Compatibility, Deprecation, and Migration Plan
This FLIP proposes new functionality and operators for the Python Table API. The behavior of existing operators is not modified.
Test Plan
This FLIP proposes can check by both It test case and validate the test case.
Implementation plan
Flink-1.9.0 Work items include
- Add the flink-python module and a submodule flink-python-table to Py4j dependency configuration and Scan, Projection, and Filter operator of the Python Table API, and can be run in IDE(with simple test).
- Add a basic test framework, just like the existing Java TableAPI, abstract some TestBase.
- Add integrated Tox for ensuring compatibility with the python2/3 version
- Add simplicity support for submitting Python Table API job in CliFrontend, i.e. `flink run -py wordcount.py` can be work(with simple test).
- Add all the TypeInformation support in Python Table API.
- Add all of the existing interfaces in Java Table API such as Table, TableEnvironment, TableConfig, and Descriptor etc.
- Add all the Source/Sink Descriptor support in Python Table API.

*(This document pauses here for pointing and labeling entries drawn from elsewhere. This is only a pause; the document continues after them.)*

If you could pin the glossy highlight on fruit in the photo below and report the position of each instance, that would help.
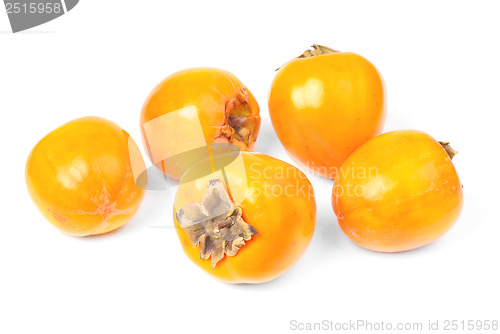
(325, 104)
(244, 217)
(191, 109)
(398, 191)
(82, 176)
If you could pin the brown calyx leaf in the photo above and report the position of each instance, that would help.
(317, 50)
(215, 224)
(446, 145)
(241, 127)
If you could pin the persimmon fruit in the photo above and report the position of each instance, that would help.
(398, 191)
(325, 104)
(244, 219)
(191, 109)
(82, 176)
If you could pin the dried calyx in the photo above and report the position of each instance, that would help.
(446, 145)
(317, 50)
(240, 125)
(215, 224)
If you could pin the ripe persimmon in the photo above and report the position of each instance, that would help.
(325, 104)
(244, 219)
(81, 176)
(191, 109)
(398, 191)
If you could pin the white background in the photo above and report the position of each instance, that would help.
(440, 63)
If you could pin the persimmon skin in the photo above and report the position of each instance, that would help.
(324, 107)
(284, 222)
(81, 179)
(397, 192)
(203, 93)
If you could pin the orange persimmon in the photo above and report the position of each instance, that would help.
(324, 104)
(81, 176)
(192, 108)
(398, 191)
(244, 218)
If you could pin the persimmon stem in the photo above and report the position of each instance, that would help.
(446, 145)
(317, 50)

- Add Pip support, Flink Python Table API can be installed in python repo.
- Add Python Table API doc in current TableAPI doc
- Add Common concepts doc for Python Table API, in Basic concepts doc
- Add pythondocs at the same level as javadocs and scaladocs
- Add convenience interfaces to Python TableEnvironment, such as `from_collection`, `set_parallelism`, etc. which from `StreamExecutionEnvironment`.
- Add the description of `flink run -py xx.py` in CLI
- Add a Python shell, expose the TableEnvironment to the user, and automatically import the common dependencies.
- Add a Python REPL submenu under the Deployment & Operations directory to add documentation for the python shell.
- Add Support single job contains multiple python scripts, i.e. add `-pyfs --py-files <py-files>` (Attach custom python files for job. Use ',' to separate multiple files) for flink run `.
- Other JIRAs that are constantly improving and enhanced, such as Catalog, DDL, Expression DSL, etc.
Future or next step
Adds User-defined Function support in Python Table API.
Rejected Alternatives
Regarding the API, we can adopt a scheme similar to the Beam community, that is, we may need to create a Python API that follows the same structure as Flink's Table API that produces the language-independent DAG. This approach needs to do a lot of cooperation with the beam community and it as a solution for the long-term goals.
NOTE: I remove the user-defined function part from this FLIP, Because the design of supporting the user-defined function should be a very complex. we need to describe it in a separate FLIP and bring up a community discussion separately.